El 27,6% abonó más que el mínimo, pero menos que el total, mientras que el 18,4% pagó solamente el mínimo. Otro 11,8% realizó un pago inferior a ese monto. De esta manera, tres de cada diez encuestados no cancelaron siquiera el total exigido para evitar la financiación del saldo.

La situación adquiere mayor relevancia porque los pagos parciales dejan un saldo pendiente que continúa generando intereses y puede incrementar el costo de los consumos realizados con la tarjeta. Según el informe, el 48,2% de los consultados señaló a la tarjeta como su principal deuda, mientras que el 52,1% aseguró que es la obligación a la que destina el mayor pago mensual.

El relevamiento también expuso el deterioro de la capacidad de pago de este segmento de la población. El 62,1% de los encuestados mantiene actualmente algún pago atrasado, mientras que el 77,2% reconoció que durante los últimos seis meses tuvo que recurrir a una deuda nueva para cancelar otra anterior.

Un ejemplo permite dimensionar el efecto de pagar únicamente el mínimo. Una persona que tiene una tarjeta con un límite de 2 millones de pesos realiza todos los meses $500.000 en consumos en un pago y otros $600.000 en compras financiadas en seis cuotas. Si en lugar de cancelar el resumen completo opta sistemáticamente por el pago mínimo, el saldo pendiente comienza a acumular intereses y reduce progresivamente el crédito disponible.

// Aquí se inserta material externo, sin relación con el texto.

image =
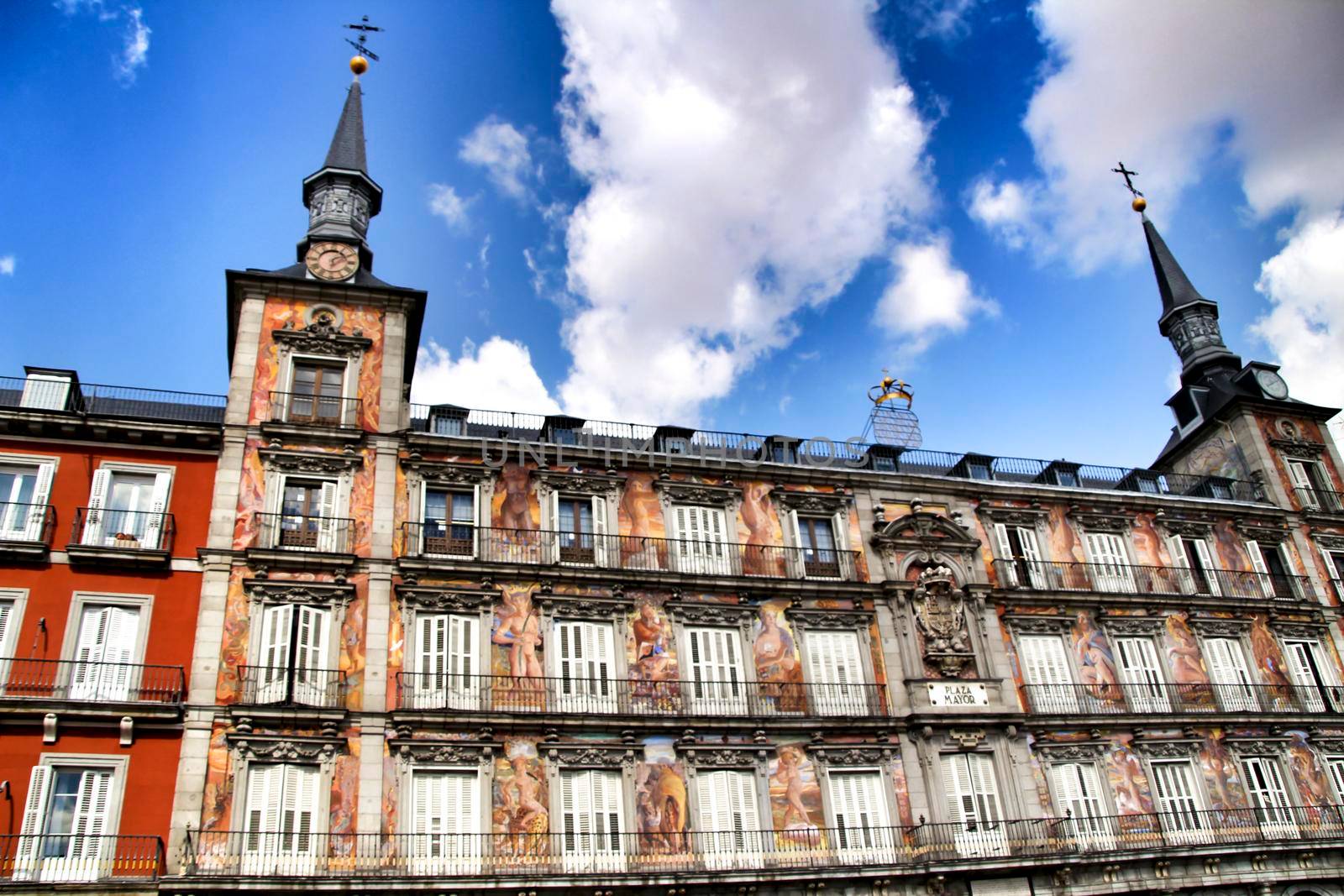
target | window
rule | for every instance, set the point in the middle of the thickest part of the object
(1021, 557)
(24, 490)
(591, 810)
(835, 667)
(447, 669)
(67, 822)
(1110, 570)
(1144, 687)
(730, 821)
(1178, 802)
(1195, 566)
(1234, 687)
(1045, 665)
(105, 649)
(702, 547)
(718, 684)
(1314, 673)
(1079, 795)
(293, 665)
(449, 523)
(864, 828)
(445, 817)
(308, 516)
(1272, 570)
(584, 667)
(127, 510)
(968, 779)
(1269, 799)
(281, 820)
(316, 394)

En esa simulación, el pago mínimo comienza representando una porción relativamente baja de la deuda, pero aumenta rápidamente a medida que se acumulan los saldos financiados. En el segundo mes alcanza $337.653 y en el tercero trepa a $771.540. Para el cuarto mes llega a $1.102.369 y representa el 56% de la deuda. Hacia el sexto y séptimo mes, la relación entre el pago mínimo y el saldo adeudado alcanza aproximadamente el 65%.

El estudio también mostró hasta qué punto el endeudamiento comienza a retroalimentarse. El 77,2% de los consultados utilizó una deuda nueva para cancelar una obligación anterior durante los últimos seis meses. Dentro de ese grupo, el 63,2% recurrió a esa estrategia en más de una oportunidad y el 14% lo hizo una sola vez. Sólo el 21% del total afirmó no haber utilizado una nueva deuda para pagar otra durante ese período.

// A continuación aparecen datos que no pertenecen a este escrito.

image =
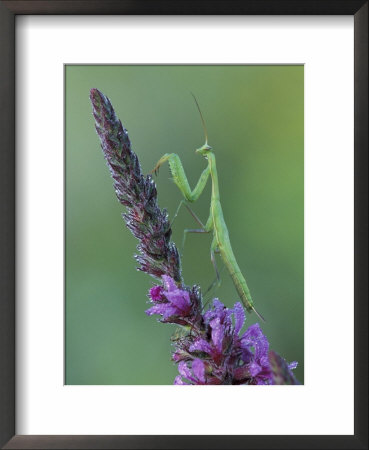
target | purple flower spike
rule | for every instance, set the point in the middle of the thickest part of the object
(147, 222)
(170, 302)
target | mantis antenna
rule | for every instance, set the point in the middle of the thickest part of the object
(202, 119)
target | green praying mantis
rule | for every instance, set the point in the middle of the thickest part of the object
(221, 243)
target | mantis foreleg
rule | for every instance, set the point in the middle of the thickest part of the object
(180, 178)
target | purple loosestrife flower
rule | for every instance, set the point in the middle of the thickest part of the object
(148, 223)
(211, 349)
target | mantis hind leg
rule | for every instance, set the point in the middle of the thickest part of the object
(217, 281)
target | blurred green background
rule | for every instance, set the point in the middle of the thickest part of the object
(255, 122)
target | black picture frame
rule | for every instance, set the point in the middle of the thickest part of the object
(8, 12)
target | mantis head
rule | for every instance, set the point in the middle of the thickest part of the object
(204, 149)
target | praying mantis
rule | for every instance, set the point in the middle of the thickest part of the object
(221, 243)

La relación con los atrasos aparece con claridad en los resultados. Entre quienes no utilizaron deuda para cancelar otra obligación, el 62,3% no registra pagos atrasados. En cambio, entre quienes recurrieron varias veces a esa estrategia, la proporción de personas sin atrasos cae al 25,7%.

Los datos reflejan una dinámica en la que el crédito deja de utilizarse únicamente para financiar consumos y comienza a funcionar como una herramienta para cubrir gastos corrientes y obligaciones previamente contraídas. El circuito que surge de los datos comienza con la insuficiencia del presupuesto para afrontar los gastos habituales. Ante esa situación, los hogares recurren al crédito, acumulan cuotas y luego necesitan nuevas herramientas de financiamiento para cumplir con las obligaciones anteriores. El resultado es un incremento del nivel de endeudamiento y una mayor exposición a la mora.